Eine 180-Grad-Wende: «Moore müssen nass»

Die zweite und die dritte Rednerin bewirtschaften mit ihren Männern je einen Milchviehbetrieb im südlicheren Teil des Landkreises und betreiben einen Hofladen. Die Sorgen ihrer Vorrednerin teilen auch sie, doch hat für sie standortbedingt auch das Thema der Moor-Wiedervernässung eine tragende Rolle. Trockengelegte Moore setzen grosse Mengen an CO2 frei und tragen somit zum Klimawandel bei. Bis 2035 soll gemäss der EU-Klimastrategie «Fit for 55» eine vollständige Klimaneutralität erreicht werden.

Nach dem Zweiten Weltkrieg ging es bis in die 1990er-Jahre darum, wertlose, unproduktive Moorflächen für die Ernährungssicherheit trockenzulegen, tief zu pflügen und in die Produktion zu nehmen. «Wasser muss weg», hiess der Tenor in der Nachkriegszeit. Das Vorhaben wurde durch politische Anreize und Gelder stark gefördert.
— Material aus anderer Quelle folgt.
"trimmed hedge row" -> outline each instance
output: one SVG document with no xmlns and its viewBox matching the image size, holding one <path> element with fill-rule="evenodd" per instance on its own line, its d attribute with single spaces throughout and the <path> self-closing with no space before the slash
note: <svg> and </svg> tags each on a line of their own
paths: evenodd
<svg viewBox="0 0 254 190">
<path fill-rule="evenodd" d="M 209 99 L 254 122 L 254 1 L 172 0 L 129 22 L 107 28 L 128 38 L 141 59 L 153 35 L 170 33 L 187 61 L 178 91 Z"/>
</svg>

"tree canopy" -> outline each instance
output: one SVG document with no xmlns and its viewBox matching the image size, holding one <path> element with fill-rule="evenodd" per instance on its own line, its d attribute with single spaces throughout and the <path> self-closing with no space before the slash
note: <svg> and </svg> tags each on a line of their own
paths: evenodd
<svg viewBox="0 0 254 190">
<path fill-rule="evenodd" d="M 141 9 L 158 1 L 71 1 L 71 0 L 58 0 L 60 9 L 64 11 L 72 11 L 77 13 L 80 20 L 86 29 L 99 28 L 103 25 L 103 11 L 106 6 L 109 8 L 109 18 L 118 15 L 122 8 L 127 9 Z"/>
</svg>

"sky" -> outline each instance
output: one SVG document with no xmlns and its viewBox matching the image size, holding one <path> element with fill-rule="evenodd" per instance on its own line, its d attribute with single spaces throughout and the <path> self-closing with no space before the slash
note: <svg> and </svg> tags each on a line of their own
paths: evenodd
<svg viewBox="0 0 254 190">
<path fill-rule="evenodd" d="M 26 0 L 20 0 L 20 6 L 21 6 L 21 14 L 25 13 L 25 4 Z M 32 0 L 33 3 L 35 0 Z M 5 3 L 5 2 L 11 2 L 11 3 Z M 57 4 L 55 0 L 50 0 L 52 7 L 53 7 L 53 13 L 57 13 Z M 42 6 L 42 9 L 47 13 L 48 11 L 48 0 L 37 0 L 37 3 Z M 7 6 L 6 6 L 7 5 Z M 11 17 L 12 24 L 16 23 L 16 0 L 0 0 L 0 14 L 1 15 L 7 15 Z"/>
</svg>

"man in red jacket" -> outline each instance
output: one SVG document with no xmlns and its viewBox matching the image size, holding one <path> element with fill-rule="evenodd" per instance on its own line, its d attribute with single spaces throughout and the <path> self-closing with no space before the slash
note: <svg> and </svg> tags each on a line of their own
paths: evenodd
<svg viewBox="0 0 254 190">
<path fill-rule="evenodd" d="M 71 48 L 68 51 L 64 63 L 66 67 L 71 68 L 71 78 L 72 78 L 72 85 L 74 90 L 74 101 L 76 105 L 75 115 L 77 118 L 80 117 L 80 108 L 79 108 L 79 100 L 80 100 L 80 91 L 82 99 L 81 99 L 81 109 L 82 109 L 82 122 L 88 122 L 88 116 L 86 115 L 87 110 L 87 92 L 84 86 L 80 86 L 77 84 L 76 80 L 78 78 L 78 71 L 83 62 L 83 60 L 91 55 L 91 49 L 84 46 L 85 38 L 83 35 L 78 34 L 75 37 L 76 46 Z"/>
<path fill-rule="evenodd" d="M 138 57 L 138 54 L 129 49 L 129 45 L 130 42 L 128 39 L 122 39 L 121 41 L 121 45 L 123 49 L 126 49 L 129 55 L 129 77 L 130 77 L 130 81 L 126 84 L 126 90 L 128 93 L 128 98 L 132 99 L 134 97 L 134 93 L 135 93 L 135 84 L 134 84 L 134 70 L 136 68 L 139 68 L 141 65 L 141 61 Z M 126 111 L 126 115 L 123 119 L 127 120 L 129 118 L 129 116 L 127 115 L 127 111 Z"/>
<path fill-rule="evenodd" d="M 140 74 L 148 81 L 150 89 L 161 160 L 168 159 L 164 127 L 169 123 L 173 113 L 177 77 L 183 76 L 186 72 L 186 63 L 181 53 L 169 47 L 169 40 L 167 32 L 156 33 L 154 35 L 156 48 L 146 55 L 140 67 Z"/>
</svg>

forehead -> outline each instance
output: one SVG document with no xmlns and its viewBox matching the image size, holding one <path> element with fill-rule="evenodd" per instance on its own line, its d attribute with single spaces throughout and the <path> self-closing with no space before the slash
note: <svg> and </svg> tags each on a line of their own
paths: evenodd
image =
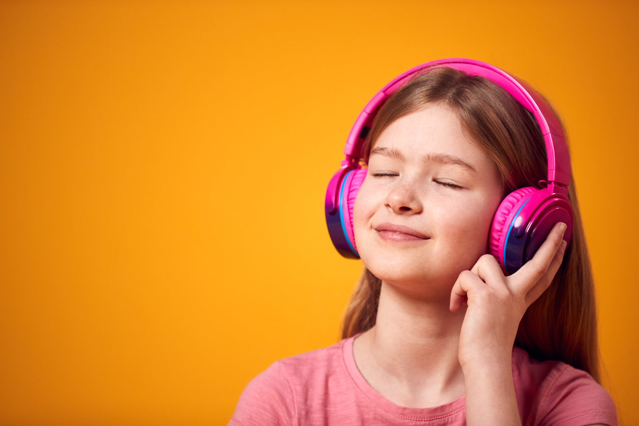
<svg viewBox="0 0 639 426">
<path fill-rule="evenodd" d="M 456 114 L 439 105 L 391 123 L 378 139 L 371 158 L 387 155 L 390 150 L 401 153 L 406 161 L 447 155 L 458 157 L 477 169 L 492 165 L 488 155 L 464 132 Z"/>
</svg>

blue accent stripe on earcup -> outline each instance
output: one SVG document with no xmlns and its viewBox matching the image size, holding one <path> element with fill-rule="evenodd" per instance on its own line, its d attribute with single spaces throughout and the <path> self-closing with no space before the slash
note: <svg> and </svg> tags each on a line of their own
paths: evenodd
<svg viewBox="0 0 639 426">
<path fill-rule="evenodd" d="M 519 216 L 520 212 L 521 211 L 521 209 L 523 208 L 523 206 L 526 205 L 526 203 L 528 202 L 528 201 L 530 201 L 530 198 L 528 197 L 528 199 L 526 200 L 525 202 L 521 204 L 521 207 L 520 207 L 520 209 L 517 211 L 517 214 L 516 214 L 515 217 L 512 218 L 512 220 L 511 221 L 511 225 L 508 227 L 508 233 L 506 234 L 506 239 L 504 241 L 504 268 L 505 268 L 507 270 L 507 267 L 506 266 L 506 246 L 508 245 L 508 238 L 510 238 L 511 236 L 511 230 L 512 229 L 512 225 L 514 224 L 515 220 L 517 220 L 517 217 Z"/>
<path fill-rule="evenodd" d="M 344 236 L 346 238 L 346 243 L 348 243 L 348 248 L 351 249 L 351 251 L 354 254 L 357 254 L 358 257 L 359 255 L 355 249 L 353 248 L 353 245 L 351 244 L 351 240 L 348 238 L 348 234 L 346 232 L 346 227 L 344 225 L 344 206 L 342 205 L 342 196 L 344 194 L 344 185 L 346 184 L 346 181 L 348 179 L 348 176 L 351 176 L 351 173 L 355 173 L 355 171 L 351 170 L 351 171 L 346 173 L 346 176 L 344 176 L 344 179 L 342 180 L 342 185 L 339 187 L 339 195 L 337 197 L 337 199 L 339 200 L 339 204 L 337 204 L 338 210 L 339 210 L 339 220 L 342 224 L 342 232 L 344 232 Z"/>
</svg>

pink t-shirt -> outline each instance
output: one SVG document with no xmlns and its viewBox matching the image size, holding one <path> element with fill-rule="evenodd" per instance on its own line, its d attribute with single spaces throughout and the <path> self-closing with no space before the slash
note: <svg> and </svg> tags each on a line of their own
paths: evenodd
<svg viewBox="0 0 639 426">
<path fill-rule="evenodd" d="M 466 425 L 464 397 L 410 408 L 378 393 L 357 369 L 353 340 L 276 361 L 247 385 L 229 424 Z M 523 426 L 617 426 L 612 400 L 584 371 L 515 347 L 512 376 Z"/>
</svg>

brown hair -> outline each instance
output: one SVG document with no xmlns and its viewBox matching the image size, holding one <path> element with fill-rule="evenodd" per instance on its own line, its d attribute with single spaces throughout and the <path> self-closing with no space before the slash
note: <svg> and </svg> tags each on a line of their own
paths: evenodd
<svg viewBox="0 0 639 426">
<path fill-rule="evenodd" d="M 545 144 L 531 114 L 495 83 L 448 67 L 425 69 L 387 101 L 369 133 L 366 160 L 392 123 L 434 103 L 450 108 L 492 159 L 504 195 L 539 188 L 547 178 Z M 515 343 L 534 358 L 563 361 L 599 381 L 594 285 L 572 176 L 570 183 L 572 241 L 550 287 L 524 314 Z M 343 338 L 375 324 L 381 288 L 381 281 L 364 268 L 344 314 Z"/>
</svg>

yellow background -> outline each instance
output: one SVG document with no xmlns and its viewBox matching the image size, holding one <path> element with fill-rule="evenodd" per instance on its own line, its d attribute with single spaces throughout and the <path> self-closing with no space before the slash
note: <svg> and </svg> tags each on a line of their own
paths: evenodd
<svg viewBox="0 0 639 426">
<path fill-rule="evenodd" d="M 482 59 L 570 138 L 604 383 L 639 424 L 636 2 L 0 3 L 0 423 L 226 424 L 338 339 L 328 179 L 405 70 Z"/>
</svg>

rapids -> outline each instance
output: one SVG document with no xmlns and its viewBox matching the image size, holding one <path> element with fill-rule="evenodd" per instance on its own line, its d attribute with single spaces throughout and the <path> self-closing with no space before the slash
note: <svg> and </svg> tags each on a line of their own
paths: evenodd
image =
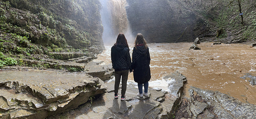
<svg viewBox="0 0 256 119">
<path fill-rule="evenodd" d="M 150 88 L 165 90 L 166 82 L 163 75 L 177 71 L 186 77 L 185 96 L 190 86 L 218 90 L 240 101 L 256 104 L 254 86 L 240 78 L 245 73 L 256 74 L 256 49 L 245 44 L 212 45 L 201 43 L 201 50 L 189 50 L 191 42 L 152 43 L 148 44 L 151 55 L 151 79 Z M 130 44 L 131 56 L 133 44 Z M 111 63 L 111 46 L 106 46 L 95 61 Z M 134 82 L 132 73 L 129 82 Z M 170 80 L 171 81 L 172 80 Z M 168 90 L 167 90 L 168 91 Z"/>
</svg>

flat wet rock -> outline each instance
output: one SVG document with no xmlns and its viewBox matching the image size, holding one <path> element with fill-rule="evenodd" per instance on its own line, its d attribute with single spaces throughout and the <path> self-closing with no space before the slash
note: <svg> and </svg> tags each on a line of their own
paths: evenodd
<svg viewBox="0 0 256 119">
<path fill-rule="evenodd" d="M 189 90 L 191 98 L 186 99 L 187 101 L 183 101 L 180 106 L 187 105 L 181 113 L 187 115 L 187 118 L 253 119 L 256 116 L 256 106 L 254 105 L 242 103 L 218 91 L 193 87 Z M 176 112 L 177 116 L 181 115 L 179 112 Z"/>
<path fill-rule="evenodd" d="M 101 65 L 101 62 L 90 61 L 85 66 L 85 72 L 103 81 L 109 80 L 114 71 L 111 65 Z"/>
<path fill-rule="evenodd" d="M 4 118 L 45 119 L 75 108 L 106 89 L 100 79 L 86 74 L 12 71 L 0 75 Z"/>
<path fill-rule="evenodd" d="M 119 98 L 114 99 L 114 92 L 109 92 L 101 97 L 98 97 L 98 99 L 93 101 L 91 105 L 89 102 L 87 102 L 85 105 L 90 105 L 89 107 L 83 113 L 80 112 L 81 110 L 85 109 L 83 109 L 85 108 L 85 107 L 78 107 L 74 109 L 73 112 L 69 111 L 62 113 L 61 115 L 67 118 L 75 119 L 171 118 L 175 106 L 181 98 L 183 84 L 187 79 L 178 73 L 167 73 L 166 76 L 166 80 L 175 81 L 171 82 L 172 84 L 169 84 L 169 88 L 173 88 L 172 90 L 174 90 L 171 94 L 170 92 L 157 91 L 149 88 L 150 96 L 139 98 L 137 95 L 139 91 L 136 83 L 130 83 L 127 85 L 125 101 L 121 100 L 120 96 Z M 113 83 L 114 82 L 105 82 L 105 83 L 108 86 L 113 86 Z M 109 85 L 108 84 L 109 83 L 112 84 Z M 174 84 L 176 83 L 179 84 Z M 121 92 L 121 89 L 119 92 Z M 179 94 L 173 95 L 174 92 Z M 79 114 L 74 115 L 71 113 Z M 60 115 L 50 117 L 58 119 L 60 118 Z"/>
</svg>

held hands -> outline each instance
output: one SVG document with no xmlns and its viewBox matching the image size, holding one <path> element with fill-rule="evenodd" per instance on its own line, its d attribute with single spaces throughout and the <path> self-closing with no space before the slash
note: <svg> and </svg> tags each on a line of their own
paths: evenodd
<svg viewBox="0 0 256 119">
<path fill-rule="evenodd" d="M 132 72 L 133 72 L 133 70 L 131 71 L 131 72 L 130 72 L 129 73 L 131 73 Z"/>
</svg>

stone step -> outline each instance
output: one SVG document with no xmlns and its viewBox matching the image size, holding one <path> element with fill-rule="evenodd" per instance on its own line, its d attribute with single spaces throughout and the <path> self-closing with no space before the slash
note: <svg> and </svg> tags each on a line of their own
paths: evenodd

Nun stehen die Gebiete mit Moorstandorten vor einer 180-Grad-Wende: «Moore müssen nass». Was oft vergessen wird, ist, dass durch die Trockenlegung auch Siedlungsraum geschaffen wurde. Bedeutet: Nicht nur die Landwirtschaft (insbesondere die Milchwirtschaft) ist von der geforderten und geplanten Vernässung betroffen.

Dialog und Wertschätzung

Der Zielkonflikt zwischen dem dringend notwendigen Klimaschutz und den (sozio-)ökonomischen Folgen der Wiedervernässung macht den ansässigen Bäuerinnen und Bauern Angst. Unser Betrieb liegt auf einem Marsch-Standort, also auf Tonboden, und ist daher von der Vernässung nicht betroffen. Als junge Landwirtin wünsche ich mir von der Politik mehr Planungssicherheit. Es ist nicht möglich, alle vier Jahre bei einem Regierungswechsel den Betrieb umzukrempeln.

Und von der Gesellschaft wünsche ich mir mehr Dialogbereitschaft. Es scheint mir, als sei die deutsche Bevölkerung der Landwirtschaft gegenüber negativer eingestellt, als dies in der Schweiz der Fall war oder ist. Es sollten mehr Angebote für Hofbesuche im Lehrplan vorgesehen sein und das Fach Kochen und Hauswirtschaft sollte für alle Stufen wieder Pflicht sein. Ich denke, dass so die Wertschätzung für das Essen und auch für die Produktion verbessert würde.

Zur Person: Sandra Hussmann (28) hat an der Hochschule für Agrar-, Forst- und Lebensmittelwissenschaften (HAFL) Agro-nomie studiert und ist an die deutsche Nordseeküste ausgewandert. Dort wohnt und arbeitetsie mit ihrem Mann auf dem landwirtschaftlichen Betrieb von Henrik und Rita Wefer. Zum Betrieb gehören 90 ha Grünland und 25 ha Ackerland. Der Tierbestand umfasst 130 Holstein-Milchkühe und eine ebenso zahlreiche weibliche Nachzucht. Ausserdem arbeitet sie als Beraterin teilzeitlich bei landwirtschaftlichen Innovationsprojekten mit.